The first floor of La Sala Rossa is a strange little restaurant, with a front room populated by old people on plastic garden chairs. From the kitchen, the sound of flamenco wafts out in time with the smell of bulls’ blood. Upstairs is Canada’s 68th Art Battle.
The format of the event is simple. 12 artists, divided into two rounds, have 20 minutes to paint the best thing they can. At the end of each round, the audience votes, and the top two from each round go on to the final. The selected four have another 20 minutes to paint; then the audience votes for the winner.
Thought-provoking questions, like the point of such an activity, or the ramifications of democratizing the judgment of art, are forgotten the instant a man sporting a painted duck on his head floats through the crowd. The room has an industrial-warehouse-trimmed-in-velvet vibe to it, with six blank canvases in the middle. After a time, an announcement is made from the stage to the artists: “prepare your palettes.”
When the painting begins, “art battle” suddenly becomes a more apt title than it first appeared. Hassane Amraoui immediately removes his canvas from the easel and begins to violently slap paint down from above. Others drop their brushes entirely and battle it out with their hands. From the first round, a gothic portrait by an artist who goes by Miss Yad, and a staged lunar landing by Emmanuel Laflamme are picked. The second round of artists are told to prepare their palettes.
In round two, Judith Brisson, while painting a fictional meeting between Bashar al-Assad and Barack Obama, practically hurls her easel at Melissa Montagne, disguising it superbly as a clumsy accident. Eve Laguë’s colourful geometry is countered by the least artistic-looking man in the world – he looks like a surfer who got seriously lost – who is furiously painting his canvas white. Spectators exchange looks of approbation. The Duckhead bobs around in his shiny black and gold dressing gown. Maliciouz, with a painting of an African woman with neck rings, is sent through to the final round. So, too, is Raphaele Bard, who painted a woman’s face in a bright hue, with a hint of the manga around the eyes.

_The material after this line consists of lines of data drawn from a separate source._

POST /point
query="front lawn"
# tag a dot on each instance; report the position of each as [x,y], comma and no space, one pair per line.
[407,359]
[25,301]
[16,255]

The final round is a close contest, where the artists’ capacity for invention is really tested. Maliciouz paints a couple in flagrante delicto, while Emmanuel Laflamme spends 19 minutes painstakingly drawing a fan, a suspended paint bucket, and a board. Miss Yad again paints with her fingers, this time a swirling portrait, and Raphaele Bard meticulously drafts a more overtly manga-style character. In the final minute Laflamme throws down his canvas, pouring and splashing blue, so by the end paint from the bucket is hitting the fan and rebounding off the board; Maliciouz takes her final erotic strokes, Miss Yad dips her fingers for the last time, the Bard steps back from the canvas. Art Battle 68 is over.
One by one the spectators drop their tickets into their chosen boxes. After a tense few minutes the winner is announced, without ceremony or cheap delay tactics.
The winner takes to the stage, winning a $100 gift card to spend at the arts and crafts store of their choice. Few battles have had less at stake, fewer still have been fought in the presence of such quantities of velvet, and absolutely none have had participants wearing ducks on their heads – yet a battle it has undoubtedly been. Maliciouz steps gingerly down and poses with her canvas, victorious.